Data Structures in Python

by Alex Gaynor

Python is awesome because it implements basic data structures as described by Knuth.

Paraphrase: The Python core has read Knuth so we don’t have to!

Alex Commandments

  1. Use types idiomatically
  2. Sometimes you don’t get a choice
  3. Be efficient, when it doesn’t cost you anything
  4. sometimes you habe more than one concern to deal with. The standard lib can help!
  5. Don’t do more than you have to: collections.abc are there to help.

Builtins

  • list vs tuple
  • list vs set
  • set vs frozenset

list vs tuple

“I only use tuples if using a namedtuple would be equally appropriate”

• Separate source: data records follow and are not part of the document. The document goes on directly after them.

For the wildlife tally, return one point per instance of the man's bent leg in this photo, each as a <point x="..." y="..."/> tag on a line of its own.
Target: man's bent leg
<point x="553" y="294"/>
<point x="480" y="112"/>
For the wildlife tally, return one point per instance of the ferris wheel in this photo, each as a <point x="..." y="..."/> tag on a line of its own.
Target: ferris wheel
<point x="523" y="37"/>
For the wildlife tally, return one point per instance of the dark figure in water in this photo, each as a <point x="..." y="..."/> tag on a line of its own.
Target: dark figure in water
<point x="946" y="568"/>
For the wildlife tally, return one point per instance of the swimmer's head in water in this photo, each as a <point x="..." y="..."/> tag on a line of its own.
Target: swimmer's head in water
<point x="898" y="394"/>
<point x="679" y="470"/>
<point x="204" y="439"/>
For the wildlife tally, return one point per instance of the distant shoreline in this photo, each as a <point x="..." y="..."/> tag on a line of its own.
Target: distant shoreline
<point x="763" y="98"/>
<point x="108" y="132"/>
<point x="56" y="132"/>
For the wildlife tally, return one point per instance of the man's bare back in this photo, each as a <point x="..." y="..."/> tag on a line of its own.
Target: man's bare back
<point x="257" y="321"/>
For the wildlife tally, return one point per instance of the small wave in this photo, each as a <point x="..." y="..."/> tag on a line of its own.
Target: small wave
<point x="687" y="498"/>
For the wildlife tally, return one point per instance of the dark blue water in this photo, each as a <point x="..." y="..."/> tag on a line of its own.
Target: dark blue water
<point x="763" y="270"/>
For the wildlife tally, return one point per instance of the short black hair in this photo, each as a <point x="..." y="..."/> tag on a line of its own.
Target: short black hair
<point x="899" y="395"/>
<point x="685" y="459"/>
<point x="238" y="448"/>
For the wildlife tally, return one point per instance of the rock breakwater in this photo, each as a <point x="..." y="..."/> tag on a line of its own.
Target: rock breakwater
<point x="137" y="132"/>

Not a performance or mutability issue, but use them idiomatically

sets vs lists

  • lists have an order, sets don’t
  • sets must be hashable
  • sets let you check for uniqueness super-fast

sets vs frozenset

blah blah

The stdlib

collections.OrderedDict

  • new in 2.7

  • For when you have a dict that needs an order

  • Syntax:

    OrderedDict([
        ("name":Field),
        ("type":Field),
        ("state": Field),
    ])
    

collections.deque

  • Fact: list.pop(0) and list.insert(0) are slow
  • Good for in memory logs and such

Other

  • Array: Good for a bunch of types of the same sort
  • heapq: Look into it.

Do It Yourself

When you have to do it yourself use collections.abc!

  • abstract base classes for extending collections

  • Because you don’t subclass dict ever!!!!

    • Subclassing Python’s builtin containers tends not to behave as we want
    • Subclassing the ABCs does
  • OrderedSet example: http://code.activestate.com/recipes/576694/